內容簡介
內容簡介 WINNER OF THE NAACP IMAGE AWARD WINNER OF THE CORETTA SCOTT KING AUTHOR AWARD National Book Award winner Jacqueline Woodson's stirring novel-in-verse explores how a family moves forward when their glory days have passed and the cost of professional sports on Black bodies. For as long as ZJ can remember, his dad has been everyone's hero. As a charming, talented pro football star, he's as beloved to the neighborhood kids he plays with as he is to his millions of adoring sports fans. But lately life at ZJ's house is anything but charming. His dad is having trouble remembering things and seems to be angry all the time. ZJ's mom explains it's because of all the head injuries his dad sustained during his career.
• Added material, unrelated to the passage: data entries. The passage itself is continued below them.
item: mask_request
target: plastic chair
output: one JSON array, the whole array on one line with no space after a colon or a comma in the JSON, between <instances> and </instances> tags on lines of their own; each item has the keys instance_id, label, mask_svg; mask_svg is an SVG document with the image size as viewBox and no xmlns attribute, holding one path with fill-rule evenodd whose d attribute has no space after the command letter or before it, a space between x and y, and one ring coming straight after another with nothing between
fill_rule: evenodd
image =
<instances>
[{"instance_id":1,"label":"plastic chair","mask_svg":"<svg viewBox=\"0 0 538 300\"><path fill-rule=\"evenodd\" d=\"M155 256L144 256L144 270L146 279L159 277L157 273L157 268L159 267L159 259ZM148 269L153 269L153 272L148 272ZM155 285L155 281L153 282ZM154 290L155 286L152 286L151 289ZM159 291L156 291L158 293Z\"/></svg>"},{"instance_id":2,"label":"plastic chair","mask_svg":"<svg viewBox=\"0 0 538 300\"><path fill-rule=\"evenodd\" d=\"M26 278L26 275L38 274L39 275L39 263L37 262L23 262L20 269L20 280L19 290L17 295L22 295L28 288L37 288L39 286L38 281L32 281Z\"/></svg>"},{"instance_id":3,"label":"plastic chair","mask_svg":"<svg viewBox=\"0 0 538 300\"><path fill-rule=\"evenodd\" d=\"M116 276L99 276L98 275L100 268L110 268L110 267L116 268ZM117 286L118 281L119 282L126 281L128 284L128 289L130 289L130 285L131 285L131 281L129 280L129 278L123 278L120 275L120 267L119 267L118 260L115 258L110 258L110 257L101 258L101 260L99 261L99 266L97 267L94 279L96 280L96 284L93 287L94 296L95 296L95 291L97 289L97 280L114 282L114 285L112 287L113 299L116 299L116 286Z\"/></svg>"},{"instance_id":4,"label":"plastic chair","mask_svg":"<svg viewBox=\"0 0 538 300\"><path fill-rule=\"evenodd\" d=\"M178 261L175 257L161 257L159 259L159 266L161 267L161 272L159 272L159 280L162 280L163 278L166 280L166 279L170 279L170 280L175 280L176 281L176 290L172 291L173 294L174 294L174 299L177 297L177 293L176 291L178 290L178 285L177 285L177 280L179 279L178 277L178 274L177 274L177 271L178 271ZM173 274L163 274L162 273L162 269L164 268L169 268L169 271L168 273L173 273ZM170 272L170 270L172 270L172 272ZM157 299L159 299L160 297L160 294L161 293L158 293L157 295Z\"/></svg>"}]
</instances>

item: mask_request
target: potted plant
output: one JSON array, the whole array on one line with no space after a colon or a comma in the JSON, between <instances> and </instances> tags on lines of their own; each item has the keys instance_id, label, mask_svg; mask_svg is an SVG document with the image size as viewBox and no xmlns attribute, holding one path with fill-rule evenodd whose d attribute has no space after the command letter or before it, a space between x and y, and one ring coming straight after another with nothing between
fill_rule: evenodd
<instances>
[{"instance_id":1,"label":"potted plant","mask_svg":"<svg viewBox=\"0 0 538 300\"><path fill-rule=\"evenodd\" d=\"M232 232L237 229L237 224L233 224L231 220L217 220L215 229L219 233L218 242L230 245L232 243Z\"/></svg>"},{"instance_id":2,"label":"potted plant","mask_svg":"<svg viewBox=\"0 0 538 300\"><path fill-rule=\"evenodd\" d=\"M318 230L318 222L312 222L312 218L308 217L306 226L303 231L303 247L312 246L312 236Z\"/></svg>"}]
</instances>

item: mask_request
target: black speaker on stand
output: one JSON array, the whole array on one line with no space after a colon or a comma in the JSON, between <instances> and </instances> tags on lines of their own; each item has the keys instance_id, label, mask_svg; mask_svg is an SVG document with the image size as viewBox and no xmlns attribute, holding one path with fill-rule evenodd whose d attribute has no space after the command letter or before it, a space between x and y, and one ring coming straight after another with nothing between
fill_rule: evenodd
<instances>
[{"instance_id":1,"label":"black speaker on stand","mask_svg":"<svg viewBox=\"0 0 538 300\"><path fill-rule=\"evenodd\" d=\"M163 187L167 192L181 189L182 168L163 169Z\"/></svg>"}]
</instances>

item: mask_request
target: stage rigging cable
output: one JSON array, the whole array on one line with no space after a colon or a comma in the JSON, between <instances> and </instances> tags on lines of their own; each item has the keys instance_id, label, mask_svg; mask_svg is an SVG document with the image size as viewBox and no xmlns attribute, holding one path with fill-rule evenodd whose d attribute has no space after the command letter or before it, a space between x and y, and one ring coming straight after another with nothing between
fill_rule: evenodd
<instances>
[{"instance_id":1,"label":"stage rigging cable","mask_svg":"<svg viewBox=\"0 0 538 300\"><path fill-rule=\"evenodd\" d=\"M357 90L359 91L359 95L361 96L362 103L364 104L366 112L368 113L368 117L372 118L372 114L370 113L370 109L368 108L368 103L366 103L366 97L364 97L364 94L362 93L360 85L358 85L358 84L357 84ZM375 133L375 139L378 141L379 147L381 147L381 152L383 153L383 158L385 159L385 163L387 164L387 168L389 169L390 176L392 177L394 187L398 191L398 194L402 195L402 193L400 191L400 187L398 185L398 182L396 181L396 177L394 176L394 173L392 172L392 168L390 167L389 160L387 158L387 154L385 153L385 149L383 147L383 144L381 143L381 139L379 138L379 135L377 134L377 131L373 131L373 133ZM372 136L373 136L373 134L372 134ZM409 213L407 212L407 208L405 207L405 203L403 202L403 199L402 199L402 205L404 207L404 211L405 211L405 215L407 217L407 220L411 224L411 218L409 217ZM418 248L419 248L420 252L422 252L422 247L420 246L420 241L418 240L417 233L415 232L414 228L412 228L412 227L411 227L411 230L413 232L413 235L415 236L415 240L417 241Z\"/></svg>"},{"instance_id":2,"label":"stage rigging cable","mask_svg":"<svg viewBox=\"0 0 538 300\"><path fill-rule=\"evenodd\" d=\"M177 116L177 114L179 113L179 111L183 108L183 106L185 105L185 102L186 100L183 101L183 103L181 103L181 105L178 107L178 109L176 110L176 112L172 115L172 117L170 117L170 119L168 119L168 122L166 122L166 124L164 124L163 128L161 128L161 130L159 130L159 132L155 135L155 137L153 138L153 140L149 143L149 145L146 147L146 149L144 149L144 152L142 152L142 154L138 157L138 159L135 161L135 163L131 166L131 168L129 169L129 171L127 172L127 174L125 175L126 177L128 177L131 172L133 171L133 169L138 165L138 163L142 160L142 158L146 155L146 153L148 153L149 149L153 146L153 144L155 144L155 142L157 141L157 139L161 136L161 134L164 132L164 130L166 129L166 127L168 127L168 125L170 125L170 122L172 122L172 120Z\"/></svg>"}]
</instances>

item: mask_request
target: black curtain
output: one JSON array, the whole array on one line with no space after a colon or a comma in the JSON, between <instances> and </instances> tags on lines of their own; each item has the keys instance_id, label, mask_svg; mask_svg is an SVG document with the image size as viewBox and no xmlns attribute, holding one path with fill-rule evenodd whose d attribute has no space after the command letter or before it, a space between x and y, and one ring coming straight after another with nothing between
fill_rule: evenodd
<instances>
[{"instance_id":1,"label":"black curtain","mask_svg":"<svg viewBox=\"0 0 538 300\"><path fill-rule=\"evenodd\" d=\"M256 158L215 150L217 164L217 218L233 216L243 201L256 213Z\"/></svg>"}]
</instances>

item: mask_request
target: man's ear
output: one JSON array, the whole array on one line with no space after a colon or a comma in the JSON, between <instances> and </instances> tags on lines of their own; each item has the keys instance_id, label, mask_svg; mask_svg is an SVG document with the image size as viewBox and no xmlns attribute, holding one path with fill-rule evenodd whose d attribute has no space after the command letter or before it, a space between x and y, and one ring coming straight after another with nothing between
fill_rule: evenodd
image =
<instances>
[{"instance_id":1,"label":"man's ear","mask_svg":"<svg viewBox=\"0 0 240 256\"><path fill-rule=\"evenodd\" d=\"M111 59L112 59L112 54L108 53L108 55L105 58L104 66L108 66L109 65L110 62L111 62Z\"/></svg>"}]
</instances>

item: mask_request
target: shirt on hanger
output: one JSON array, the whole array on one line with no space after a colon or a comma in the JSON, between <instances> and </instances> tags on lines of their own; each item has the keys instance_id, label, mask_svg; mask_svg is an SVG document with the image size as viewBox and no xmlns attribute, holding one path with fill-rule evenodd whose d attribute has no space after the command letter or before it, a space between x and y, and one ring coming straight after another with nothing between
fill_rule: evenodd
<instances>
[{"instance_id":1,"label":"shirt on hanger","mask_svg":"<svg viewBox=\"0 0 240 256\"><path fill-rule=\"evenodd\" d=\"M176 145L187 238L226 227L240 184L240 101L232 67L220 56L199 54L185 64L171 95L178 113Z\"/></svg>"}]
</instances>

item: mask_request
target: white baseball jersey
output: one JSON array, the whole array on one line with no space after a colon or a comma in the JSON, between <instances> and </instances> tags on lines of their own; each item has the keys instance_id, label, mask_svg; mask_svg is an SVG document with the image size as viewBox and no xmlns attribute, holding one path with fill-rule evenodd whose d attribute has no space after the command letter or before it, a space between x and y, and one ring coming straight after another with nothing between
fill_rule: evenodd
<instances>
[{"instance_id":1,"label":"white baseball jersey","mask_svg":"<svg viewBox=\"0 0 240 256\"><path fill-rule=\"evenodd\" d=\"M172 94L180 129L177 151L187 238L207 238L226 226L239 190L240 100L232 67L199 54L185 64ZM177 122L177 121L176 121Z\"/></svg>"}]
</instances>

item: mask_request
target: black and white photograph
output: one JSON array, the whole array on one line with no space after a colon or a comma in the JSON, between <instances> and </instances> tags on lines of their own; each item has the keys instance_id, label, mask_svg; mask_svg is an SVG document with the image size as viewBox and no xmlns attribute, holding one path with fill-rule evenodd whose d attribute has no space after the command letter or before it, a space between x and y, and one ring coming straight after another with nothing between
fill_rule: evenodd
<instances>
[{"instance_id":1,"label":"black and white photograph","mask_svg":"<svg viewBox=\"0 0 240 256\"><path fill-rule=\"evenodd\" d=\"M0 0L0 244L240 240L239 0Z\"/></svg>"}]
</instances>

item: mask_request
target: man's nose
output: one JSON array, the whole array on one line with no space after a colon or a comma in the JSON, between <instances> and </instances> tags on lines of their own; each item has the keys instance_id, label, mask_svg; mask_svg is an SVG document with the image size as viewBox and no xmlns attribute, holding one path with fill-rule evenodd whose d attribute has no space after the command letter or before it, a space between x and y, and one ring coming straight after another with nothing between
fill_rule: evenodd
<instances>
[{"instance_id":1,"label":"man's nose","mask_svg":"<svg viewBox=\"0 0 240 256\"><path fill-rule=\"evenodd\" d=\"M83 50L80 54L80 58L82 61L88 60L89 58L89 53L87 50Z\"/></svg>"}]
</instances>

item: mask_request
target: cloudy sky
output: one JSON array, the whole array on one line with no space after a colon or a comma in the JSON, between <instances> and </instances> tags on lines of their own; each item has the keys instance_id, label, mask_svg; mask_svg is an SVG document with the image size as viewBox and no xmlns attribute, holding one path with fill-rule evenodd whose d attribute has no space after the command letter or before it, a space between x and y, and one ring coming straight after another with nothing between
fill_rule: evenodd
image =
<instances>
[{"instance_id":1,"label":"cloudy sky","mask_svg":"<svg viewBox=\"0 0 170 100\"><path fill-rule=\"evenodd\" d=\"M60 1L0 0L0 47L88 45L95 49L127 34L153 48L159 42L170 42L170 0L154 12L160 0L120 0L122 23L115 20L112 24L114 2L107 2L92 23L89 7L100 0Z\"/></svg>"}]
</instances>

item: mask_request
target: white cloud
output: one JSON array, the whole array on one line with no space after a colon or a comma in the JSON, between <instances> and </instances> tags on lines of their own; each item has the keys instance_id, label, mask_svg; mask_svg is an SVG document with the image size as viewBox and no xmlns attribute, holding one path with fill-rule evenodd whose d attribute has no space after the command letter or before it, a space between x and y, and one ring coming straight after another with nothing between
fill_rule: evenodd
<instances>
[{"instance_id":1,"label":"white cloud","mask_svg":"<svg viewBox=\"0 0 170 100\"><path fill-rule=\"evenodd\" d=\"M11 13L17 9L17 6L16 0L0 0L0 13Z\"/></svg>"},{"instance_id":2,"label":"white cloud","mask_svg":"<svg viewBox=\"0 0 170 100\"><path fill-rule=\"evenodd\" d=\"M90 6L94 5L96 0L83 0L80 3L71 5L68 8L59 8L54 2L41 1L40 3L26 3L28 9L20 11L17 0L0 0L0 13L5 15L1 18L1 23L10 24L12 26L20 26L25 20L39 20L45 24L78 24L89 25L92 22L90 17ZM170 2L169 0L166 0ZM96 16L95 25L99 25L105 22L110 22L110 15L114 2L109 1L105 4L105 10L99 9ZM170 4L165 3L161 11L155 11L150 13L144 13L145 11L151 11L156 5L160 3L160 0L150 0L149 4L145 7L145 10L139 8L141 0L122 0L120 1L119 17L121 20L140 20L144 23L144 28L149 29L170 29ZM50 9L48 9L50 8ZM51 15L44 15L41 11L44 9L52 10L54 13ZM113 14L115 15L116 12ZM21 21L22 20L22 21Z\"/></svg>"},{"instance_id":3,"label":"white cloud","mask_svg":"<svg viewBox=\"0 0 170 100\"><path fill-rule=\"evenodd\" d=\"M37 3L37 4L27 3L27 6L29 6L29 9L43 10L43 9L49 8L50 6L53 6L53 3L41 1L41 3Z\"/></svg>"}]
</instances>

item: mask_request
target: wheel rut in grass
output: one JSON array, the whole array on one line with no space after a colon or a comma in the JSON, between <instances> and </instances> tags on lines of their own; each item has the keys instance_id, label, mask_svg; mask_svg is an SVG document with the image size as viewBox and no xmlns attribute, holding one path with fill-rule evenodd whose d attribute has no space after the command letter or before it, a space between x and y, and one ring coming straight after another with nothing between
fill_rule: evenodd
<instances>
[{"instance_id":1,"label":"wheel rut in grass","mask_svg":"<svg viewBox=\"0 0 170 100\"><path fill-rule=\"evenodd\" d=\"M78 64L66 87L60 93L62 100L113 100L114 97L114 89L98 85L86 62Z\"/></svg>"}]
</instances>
ZJ can understand that--but it doesn't make the sting any less real when his own father forgets his name. As ZJ contemplates his new reality, he has to figure out how to hold on tight to family traditions and recollections of the glory days, all the while wondering what their past amounts to if his father can't remember it. And most importantly, can those happy feelings ever be reclaimed when they are all so busy aching for the past?
作者介紹
作者介紹 Jacqueline Woodson (www.jacquelinewoodson.com) is the recipient of a 2023 Guggenheim Foundation Fellowship, a 2020 MacArthur Fellowship, the 2020 Hans Christian Andersen Award, the 2018 Astrid Lindgren Memorial Award, and the 2018 Children's Literature Legacy Award. She was the 2018-2019 National Ambassador for Young People's Literature, and in 2015, she was named the Young People's Poet Laureate by the Poetry Foundation. She received the 2014 National Book Award for her New York Times bestselling memoir Brown Girl Dreaming, which was also a recipient of the Coretta Scott King Award, a Newbery Honor, the NAACP Image Award, and a Sibert Honor. She wrote the adult books Red at the Bone, a New York Times bestseller, and Another Brooklyn, a 2016 National Book Award finalist. Born in Columbus, Ohio, Jacqueline grew up in Greenville, South Carolina, and Brooklyn, New York, and graduated from college with a B.A. in English. She is the author of dozens of award-winning books for young adults, middle graders, and children; among her many accolades, she is a four-time Newbery Honor winner, a four-time National Book Award finalist, and a three-time Coretta Scott King Award winner. Her books include Coretta Scott King Award winner Before the Ever After, New York Times bestsellers The Day You Begin and Harbor Me; The Other Side, Each Kindness, Caldecott Honor book Coming On Home Soon; Newbery Honor winners Feathers, Show Way, and After Tupac and D Foster; and Miracle's Boys, which received the LA Times Book Prize and the Coretta Scott King Award. Jacqueline is also a recipient of the Margaret A. Edwards Award for lifetime achievement for her contributions to young adult literature and a two-time winner of the Jane Addams Children's Book Award. She lives with her family in Brooklyn, New York.